Yes, a criminal case. The case couldn’t have been a civil case, because there were three judges. In the United States, when a civil trial waives a jury and tries the case to the judge, the judge who hears the case is the judge presiding over the trial. That’s judge in the singular. Civil trials don’t normally have three-judge panels.

Of course, criminal trials don’t even have three-judge panels for the most part either, unless it’s a death penalty case. This wasn’t a death penalty case. At the end of the day, the FF was evicted from the Baxter Building, but they weren’t relocated to Death Row. Or even to Def Jam.

Wait, a criminal case with a three-judge panel. And the cover copy said “Accused: Crimes Against Humanity!” Was the FF being tried in the International Criminal Court, or as it’s more commonly called the World Court? Maybe. The World Court does conduct its criminal trials before a three-judge panel with a prosecutor representing the plaintiffs.

But, if it was the World Court, then why was the trial being held in “Manhattan’s central courthouse,” and not the World Court building in The Hague? Possibly, because Article 3 v of the Rome Statute, the multi-national treaty which created the World Court, says that, “The Court may sit elsewhere, whenever it considers it desirable, as provided in this Statute.” Most of the witnesses – which mostly seemed to be the FF itself – lived in New York. I could see the World Court relocating this trial to New York as being more convenient to the participants.

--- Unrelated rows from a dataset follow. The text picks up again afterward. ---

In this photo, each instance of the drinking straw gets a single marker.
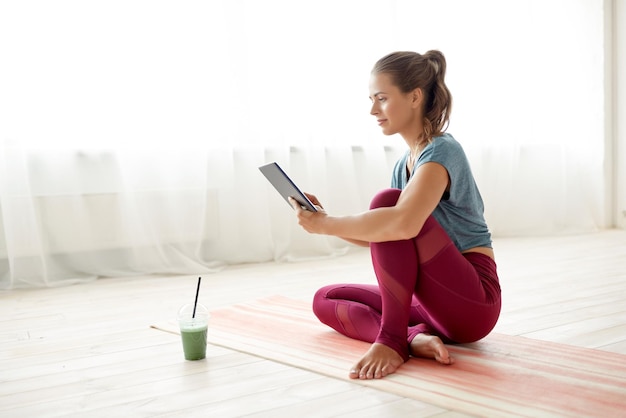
(195, 303)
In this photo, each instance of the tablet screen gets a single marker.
(283, 184)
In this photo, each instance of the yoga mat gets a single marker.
(498, 376)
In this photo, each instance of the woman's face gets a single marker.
(395, 111)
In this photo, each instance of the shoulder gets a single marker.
(443, 149)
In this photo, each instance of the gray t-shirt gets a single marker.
(461, 211)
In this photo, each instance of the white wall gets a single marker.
(619, 123)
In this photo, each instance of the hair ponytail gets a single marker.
(410, 70)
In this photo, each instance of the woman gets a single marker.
(430, 245)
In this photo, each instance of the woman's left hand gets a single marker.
(312, 222)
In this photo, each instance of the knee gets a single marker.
(385, 198)
(320, 303)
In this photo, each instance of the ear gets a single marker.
(417, 96)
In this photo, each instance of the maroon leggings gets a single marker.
(425, 285)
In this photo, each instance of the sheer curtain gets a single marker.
(131, 131)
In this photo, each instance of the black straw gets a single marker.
(195, 303)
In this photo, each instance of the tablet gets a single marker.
(283, 185)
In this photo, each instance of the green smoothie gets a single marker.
(194, 340)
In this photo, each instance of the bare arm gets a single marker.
(402, 221)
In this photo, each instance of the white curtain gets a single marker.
(131, 131)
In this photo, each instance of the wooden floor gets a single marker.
(87, 350)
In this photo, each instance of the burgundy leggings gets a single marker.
(425, 285)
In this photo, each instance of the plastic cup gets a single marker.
(193, 330)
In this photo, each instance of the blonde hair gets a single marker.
(411, 70)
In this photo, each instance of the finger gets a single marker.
(294, 204)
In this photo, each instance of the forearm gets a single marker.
(356, 242)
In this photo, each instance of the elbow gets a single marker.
(405, 229)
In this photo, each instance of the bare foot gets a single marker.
(378, 362)
(430, 346)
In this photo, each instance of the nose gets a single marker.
(374, 110)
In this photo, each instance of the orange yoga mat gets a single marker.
(498, 376)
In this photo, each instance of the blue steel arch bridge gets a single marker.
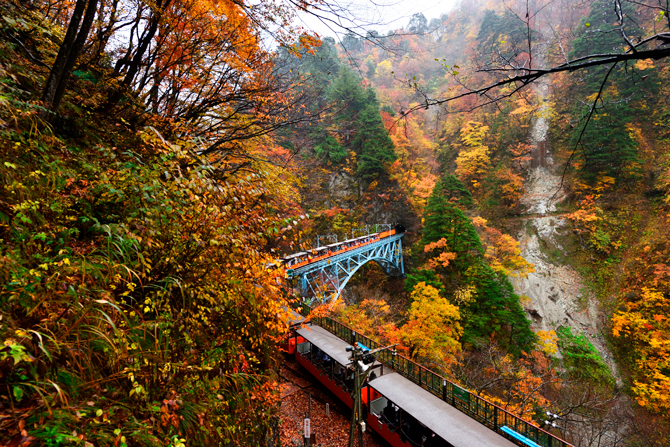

That’s it then, the FF was being tried for crimes against humanity in the World Court. Crimes such as, oh what heinous acts did Prosecutor Toliver ask them about? Minor physical damage caused by the Invisible Woman. Property damage caused by The Thing. Property damage caused by the Torch. Property damage caused by fighting the Hulk  in Manhattan. Not helping S.H.I.E.L.D. or some other agency trap Namor so he could be tried for war crimes. Not sharing what they knew about the Inhumans with any branch of national security. Letting Reed and Sue’s daughter Valeria live with that known terrorist Dr. Doom. Misplacing the Ultimate Nullifier. Letting Annihilus and Blastaar and other such nasties come out of the Negative Zone portal to attack New York City. Sue causing a riot and destruction in New York after she had been brainwashed by the Hate-Monger and adopted the name Malice. Oh yes, and Ben Grimm, in a fit of pique, destroying the taxi cab of one Mr. Dupois and the FF’s lawyers failed to make reparations in a timely manner.

So that, property damage and negligence is how prosecutor Toliver defines crimes against humanity. Know how Rome Statute defines it? “[P]articularly odious offenses in that they constitute a serious attack on human dignity or grave humiliation or a degradation of human beings.” Crimes against humanity are also the acts of government, not men. Okay, men do the acts, but do so either as part of a government policy or with the approval of the government. Crimes against humanity include such things as murder, massacres, extermination, human experimentation, slavery, cannibalism, torture, rape, persecution and other inhuman acts. They don’t include forgetting to throw the dead bolt on the Negative Zone hatch.

That being the case, the case wasn’t a trial in the World Court for crimes against humanity, either.

So what was it?

I’d like to say, “Ah’m so corn-fused.” But I’m not Li’l Abner. If I can’t go with the Al Capp ending, I’ll go with an aria da capo ending.

I have no idea what happened in this comic.